El término procede de “therianthropy”, formado a partir del griego antiguo “therion” (bestia o animal salvaje) y “anthropos” (humano). Tradicionalmente aludía a la capacidad de transformarse en animal, sobre todo en relatos míticos de hombres lobo u otras criaturas híbridas. En la comunidad moderna, esa “transformación” se entiende más como una vivencia interior de identidad que como un cambio físico real.
Muchos therians explican que, aunque saben perfectamente que su cuerpo es humano, sienten que su “alma”, esencia o software interno pertenece a un animal concreto. Es lo que llaman su “theriotype”: el animal con el que se sienten profundamente conectados, ya sea un lobo, un gato, un zorro, un perro u otras especies, normalmente mamíferos.
Según guías en línea de la propia comunidad, esta identidad suele comenzar a notarse entre los 10 y los 16 años. Para algunos adolescentes, se queda en una etapa de exploración que termina desapareciendo; para otros, se convierte en algo estable que consideran parte central de quiénes son.

Un fenómeno nacido en internet que hoy salta a las plazas
Aunque el foco mediático ha llegado ahora, el movimiento therian no surgió en TikTok. Sus orígenes se remontan a los años 90 en foros y grupos de noticias de Usenet, como el célebre alt.horror.werewolves. Aquel espacio, pensado al principio para fans de historias de hombres lobo, terminó convirtiéndose en un punto de encuentro para personas que afirmaban sentirse lobos en un plano espiritual o psicológico, no de ficción.

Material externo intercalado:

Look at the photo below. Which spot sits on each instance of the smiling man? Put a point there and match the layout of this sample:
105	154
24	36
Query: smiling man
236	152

Con el paso del tiempo, la comunidad fue evolucionando. Dejaron de aparecer solo “hombres lobo” simbólicos para incluir gatos, felinos grandes, perros, zorros, osos, aves o incluso reptiles. Así se fue fijando el término “therian” y se consolidó una identidad compartida en foros, blogs y páginas especializadas, que funcionaban como espacios anónimos de intercambio de experiencias.
El salto de lo subcultural a lo masivo llega con redes como TikTok, Instagram o YouTube. Los algoritmos tienden a impulsar contenidos visualmente llamativos, y pocas cosas generan tantas reacciones como ver a un grupo de chavales corriendo a cuatro patas, con colas de peluche y máscaras de animales en medio de un parque. Lo que antes quedaba encerrado en foros ahora se emite a millones de pantallas.
En América Latina —especialmente en Argentina, México, Uruguay, Chile o Perú— el fenómeno lleva tiempo moviéndose por redes. En Europa, y en particular en España, la presencia era más discreta e introspectiva, pero en los últimos meses se han multiplicado las quedadas públicas en plazas, jardines y parques.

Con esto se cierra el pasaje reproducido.